As UK boards grapple with the implications of global and regional volatility, along with persistent social, economic and geopolitical uncertainty, it appears that progress on diversity and inclusion within these decision-making ranks is taking a hit. That’s one of the findings from the Heidrick & Struggles 2023 Board Monitor UK Report, pointing to a greater need to renew focus on the value of diverse perspectives at board meetings.
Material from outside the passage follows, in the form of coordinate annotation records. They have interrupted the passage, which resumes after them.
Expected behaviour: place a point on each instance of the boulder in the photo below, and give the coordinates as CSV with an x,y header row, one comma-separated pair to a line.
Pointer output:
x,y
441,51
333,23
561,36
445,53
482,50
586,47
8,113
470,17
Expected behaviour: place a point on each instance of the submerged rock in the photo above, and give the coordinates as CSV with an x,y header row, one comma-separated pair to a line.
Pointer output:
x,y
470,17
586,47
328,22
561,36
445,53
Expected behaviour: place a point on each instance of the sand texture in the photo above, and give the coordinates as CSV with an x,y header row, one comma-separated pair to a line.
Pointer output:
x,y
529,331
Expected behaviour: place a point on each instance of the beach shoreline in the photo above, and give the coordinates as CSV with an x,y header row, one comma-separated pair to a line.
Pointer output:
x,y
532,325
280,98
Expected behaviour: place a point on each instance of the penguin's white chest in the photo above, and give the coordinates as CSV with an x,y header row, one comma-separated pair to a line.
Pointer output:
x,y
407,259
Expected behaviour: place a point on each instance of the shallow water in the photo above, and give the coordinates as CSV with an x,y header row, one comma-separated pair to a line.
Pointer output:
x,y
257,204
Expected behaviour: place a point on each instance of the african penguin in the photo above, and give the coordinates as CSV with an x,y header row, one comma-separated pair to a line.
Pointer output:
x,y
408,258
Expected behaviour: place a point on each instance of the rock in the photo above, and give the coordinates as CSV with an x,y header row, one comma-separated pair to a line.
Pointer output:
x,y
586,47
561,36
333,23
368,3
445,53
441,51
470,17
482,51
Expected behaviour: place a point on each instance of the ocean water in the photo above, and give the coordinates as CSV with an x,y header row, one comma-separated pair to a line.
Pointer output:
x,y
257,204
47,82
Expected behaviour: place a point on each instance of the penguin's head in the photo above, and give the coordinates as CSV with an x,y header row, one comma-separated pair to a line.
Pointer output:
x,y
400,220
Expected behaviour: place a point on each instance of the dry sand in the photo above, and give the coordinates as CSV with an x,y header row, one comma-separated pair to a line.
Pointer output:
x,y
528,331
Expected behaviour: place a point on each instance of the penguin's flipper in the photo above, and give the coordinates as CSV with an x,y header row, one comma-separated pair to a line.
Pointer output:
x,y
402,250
This year’s report suggests that boards tend to retreat to the familiar when faced with significant geopolitical and macro-economic challenges—turning to former or sitting CEOs and CFOs who have seen it all before. And while this is all part of the careful, shareholder-assuring, risk-management remit of a board, it can significantly narrow the potential benefits of those who represent a more diverse and inclusive perspective on society. By doubling-down on the seemingly ‘sure thing’, many boards are taking their eye off the long term benefits of DEI progress.
The data points to slower progress on a number of diversity-related metrics. In general, ethnic diversity hiring saw little progress and was largely flat on the previous year. Nationality trends also appeared to have moved backwards in the UK: there was a decrease in the share of seats going to directors who were not British citizens. Age diversity on boards also took a hit, with far fewer seats going to directors under 55 than in previous years.
Take the broader view
Despite the economic climate, there is a proven need for increased diversity to solve the system-wide problems facing businesses today. It is important that we continue to encourage boards to seek a wide range of backgrounds, experiences, knowledge, age and capabilities to make them less homogeneous and ensure they are future-proofing the organisations they serve.
We know that legislation can help spur on this change across the market. Thankfully, we are seeing improvements in gender balance on boards, with the data showing that the share of seats going to women hit a record high in 2022, at 58%, no doubt at least in part due to the Financial Conduct Authority (FCA) target that at least 40% of all board members are women by end of 2025.
In terms of wider diversity and inclusion, there is a long way to go to reach the FCA target of having the presence of a director of an ethnicity other than white on each board.
It is important to keep the conversations about diversity on the table to ensure that we don’t miss out on the opportunities that having diverse views and opinions can bring to a board and, by extension, to a business.
So what can be done in the near term? A good place to start would be to recognise the talent already within the organisation. Instilling a sense of ‘belonging’ and really focusing on developing senior people to improve diversity ratios from within are recommended. Looking outside the more traditional pool of talent and being open to looking at candidates that perhaps don’t have prior board experience is also a good habit to form.
Boards can look to identify senior employees that they believe might have the right diverse skillset to become a valuable non-executive director—work with them and mentor them to help them develop the skills needed.
Another option that is gaining traction in order to improve diversity levels is the concept of sub-committees or ‘shadow boards’. The shadow board comprises usually a younger, more diverse non-executive cohort of employees from across a business, with an aim of giving visibility and a voice to a new generation of employees.
The group mirrors the traditional board of directors and can act as a safe space for airing fresh perspectives, and allowing the members to gain valuable experience, which can lead to career advancement. For the board, it is an opportunity to develop a system to mentor a new diverse generation of potential directors.
The ideal board
Undoubtedly, the role of the board is evolving, and purpose, sustainability, culture shaping, and safeguarding reputation are at the top of the agenda. Yes, they must continue to look to add members with skills that can help them steer their companies through current challenges but they must understand the importance of long term thinking—keeping focused on future challenges such as digital transformation, the drive for more sustainable business practices, and the climate crisis.
Keeping a diverse talent pipeline in the mind’s eye is important—and will facilitate an easier change over on the board when that time comes.
So what does the ideal board look like? In short, it looks more like the world we live in and, most importantly, the society in which your business operates. It is a blend of extensive executive experience and the newer, more diverse perspectives of people of different genders, ethnicities, races, ages, sexual orientations, socioeconomic backgrounds, or disability statuses. This level of diversity can bring changes and challenges—new and diverse voices can lead to more prolonged decision making, for example, but there are benefits for all involved here—including for more experienced board members.
When the benefits of diversity and inclusion become recognised and accepted as key ingredients in future-proofing—that is when we will see real success and a step in the right direction to solving the system-wide problems facing businesses.